By chance we had happened upon the chance to see Pope John Paul in person lay a wreath by the statue of the Virgin Mary.
We waited more than three hours on that cold gray Monday afternoon pressed against the fence cameras poised for a chance to see the Pope. He arrived. Spent some time blessing the elderly and the handicapped brought to the celebration in wheel chairs. The crowd was yelling "vive El Papa." Police were everywhere. What was once a crowd of a few hundred when we arrived had grown to thousands. The Pope spoke to the crowd, kneeling at a podium, praying for the gift of peace. You could see him shaking as a spoke. Two aides had to help him get to the podium. One aide was always at his side, whispering in his ear.

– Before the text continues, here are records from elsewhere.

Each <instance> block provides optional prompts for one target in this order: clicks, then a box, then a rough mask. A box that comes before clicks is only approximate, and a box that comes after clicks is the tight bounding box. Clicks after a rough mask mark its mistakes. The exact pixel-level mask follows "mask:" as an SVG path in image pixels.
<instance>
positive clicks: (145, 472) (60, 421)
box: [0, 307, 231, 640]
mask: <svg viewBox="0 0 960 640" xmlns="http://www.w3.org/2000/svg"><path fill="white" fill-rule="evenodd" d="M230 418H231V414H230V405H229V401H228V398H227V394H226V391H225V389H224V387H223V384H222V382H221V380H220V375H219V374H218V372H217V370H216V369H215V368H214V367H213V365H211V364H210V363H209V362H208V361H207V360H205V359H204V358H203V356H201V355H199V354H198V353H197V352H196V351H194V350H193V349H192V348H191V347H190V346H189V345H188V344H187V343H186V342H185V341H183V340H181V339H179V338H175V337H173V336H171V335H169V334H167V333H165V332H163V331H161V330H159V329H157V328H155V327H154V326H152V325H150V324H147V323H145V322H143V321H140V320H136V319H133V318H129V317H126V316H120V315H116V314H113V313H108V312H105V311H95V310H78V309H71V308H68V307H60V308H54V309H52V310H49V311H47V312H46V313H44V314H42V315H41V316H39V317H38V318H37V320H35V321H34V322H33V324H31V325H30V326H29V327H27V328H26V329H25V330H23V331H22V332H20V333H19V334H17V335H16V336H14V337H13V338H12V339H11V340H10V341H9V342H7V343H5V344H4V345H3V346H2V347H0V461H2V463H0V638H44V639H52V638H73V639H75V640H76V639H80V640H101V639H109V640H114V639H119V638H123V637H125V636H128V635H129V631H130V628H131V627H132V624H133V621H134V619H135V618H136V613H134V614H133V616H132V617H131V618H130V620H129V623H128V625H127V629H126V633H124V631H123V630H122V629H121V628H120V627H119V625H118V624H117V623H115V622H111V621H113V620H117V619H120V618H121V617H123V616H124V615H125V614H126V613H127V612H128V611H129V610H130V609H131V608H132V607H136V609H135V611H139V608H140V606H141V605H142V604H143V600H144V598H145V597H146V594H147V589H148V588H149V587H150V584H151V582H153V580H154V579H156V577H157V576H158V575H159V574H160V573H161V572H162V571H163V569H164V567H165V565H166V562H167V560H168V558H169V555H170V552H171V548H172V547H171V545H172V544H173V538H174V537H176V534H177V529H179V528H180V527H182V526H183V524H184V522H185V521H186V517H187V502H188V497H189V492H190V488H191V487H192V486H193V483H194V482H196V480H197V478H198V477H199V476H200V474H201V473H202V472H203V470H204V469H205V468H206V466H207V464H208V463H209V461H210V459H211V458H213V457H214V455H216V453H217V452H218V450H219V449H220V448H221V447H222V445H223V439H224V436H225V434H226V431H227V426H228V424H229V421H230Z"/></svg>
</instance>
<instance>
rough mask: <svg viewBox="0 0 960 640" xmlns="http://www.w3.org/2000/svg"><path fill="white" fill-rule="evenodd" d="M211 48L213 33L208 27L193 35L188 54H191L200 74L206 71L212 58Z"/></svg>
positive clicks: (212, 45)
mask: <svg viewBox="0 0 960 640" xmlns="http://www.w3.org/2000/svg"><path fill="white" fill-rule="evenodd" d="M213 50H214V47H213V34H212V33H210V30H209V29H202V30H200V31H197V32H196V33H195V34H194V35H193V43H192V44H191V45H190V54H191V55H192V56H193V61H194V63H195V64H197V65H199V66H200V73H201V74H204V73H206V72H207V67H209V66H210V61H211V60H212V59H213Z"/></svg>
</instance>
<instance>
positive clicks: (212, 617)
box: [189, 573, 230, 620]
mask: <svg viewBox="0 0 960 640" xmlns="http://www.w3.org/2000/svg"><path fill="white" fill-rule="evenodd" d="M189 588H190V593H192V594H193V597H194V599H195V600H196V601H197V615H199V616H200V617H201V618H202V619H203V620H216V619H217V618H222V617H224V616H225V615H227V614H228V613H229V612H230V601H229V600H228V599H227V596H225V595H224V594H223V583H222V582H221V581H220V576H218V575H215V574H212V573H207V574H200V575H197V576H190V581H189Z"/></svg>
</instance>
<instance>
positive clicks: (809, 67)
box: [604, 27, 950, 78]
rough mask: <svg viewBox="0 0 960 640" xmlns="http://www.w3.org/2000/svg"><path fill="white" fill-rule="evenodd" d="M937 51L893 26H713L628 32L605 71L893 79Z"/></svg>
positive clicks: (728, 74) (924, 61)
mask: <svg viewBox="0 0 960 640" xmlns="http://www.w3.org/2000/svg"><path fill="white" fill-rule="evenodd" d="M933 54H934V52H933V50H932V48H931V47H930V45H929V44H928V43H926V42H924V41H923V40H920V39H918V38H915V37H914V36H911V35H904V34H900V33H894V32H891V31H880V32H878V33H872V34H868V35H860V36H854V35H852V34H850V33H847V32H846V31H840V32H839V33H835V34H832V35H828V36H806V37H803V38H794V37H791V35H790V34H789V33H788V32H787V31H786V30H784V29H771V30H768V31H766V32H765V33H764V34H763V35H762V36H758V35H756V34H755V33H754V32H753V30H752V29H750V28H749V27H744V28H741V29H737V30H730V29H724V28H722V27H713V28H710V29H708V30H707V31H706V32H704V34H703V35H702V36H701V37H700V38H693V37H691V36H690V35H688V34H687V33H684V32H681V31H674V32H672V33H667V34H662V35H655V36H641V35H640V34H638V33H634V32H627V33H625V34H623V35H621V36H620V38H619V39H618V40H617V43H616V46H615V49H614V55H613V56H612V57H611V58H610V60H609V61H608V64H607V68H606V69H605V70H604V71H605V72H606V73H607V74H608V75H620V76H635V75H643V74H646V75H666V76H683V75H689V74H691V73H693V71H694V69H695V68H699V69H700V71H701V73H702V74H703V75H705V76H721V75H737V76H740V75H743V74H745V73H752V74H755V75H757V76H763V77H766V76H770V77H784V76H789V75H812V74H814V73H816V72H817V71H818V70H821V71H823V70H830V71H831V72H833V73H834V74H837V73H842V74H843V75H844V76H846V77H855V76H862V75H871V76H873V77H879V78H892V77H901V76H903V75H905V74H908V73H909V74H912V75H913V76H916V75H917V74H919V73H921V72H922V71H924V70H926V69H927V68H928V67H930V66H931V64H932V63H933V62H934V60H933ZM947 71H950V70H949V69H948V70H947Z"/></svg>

We were just a few feet from the great man during the ceremony. Now we were even closer as he climbed into his Popemobile. It stopped right in front of us as he prepared to leave the piazza. He blessed the crowd as drove away, just inches from were we standing. The crowd was clapping, screaming, hollering for the Pope. Some women were crying. Genuine affection.
We never made it to the McDonalds that day. The crowd was too much to manuever. But it is the unexpected pleasures of travel, in this case, a chance sighting of the Pope is what matters.
News of John Pauls death brought back memories of that cold gray December afternoon. Travel memories that will last a lifetime. That's why we are in the business.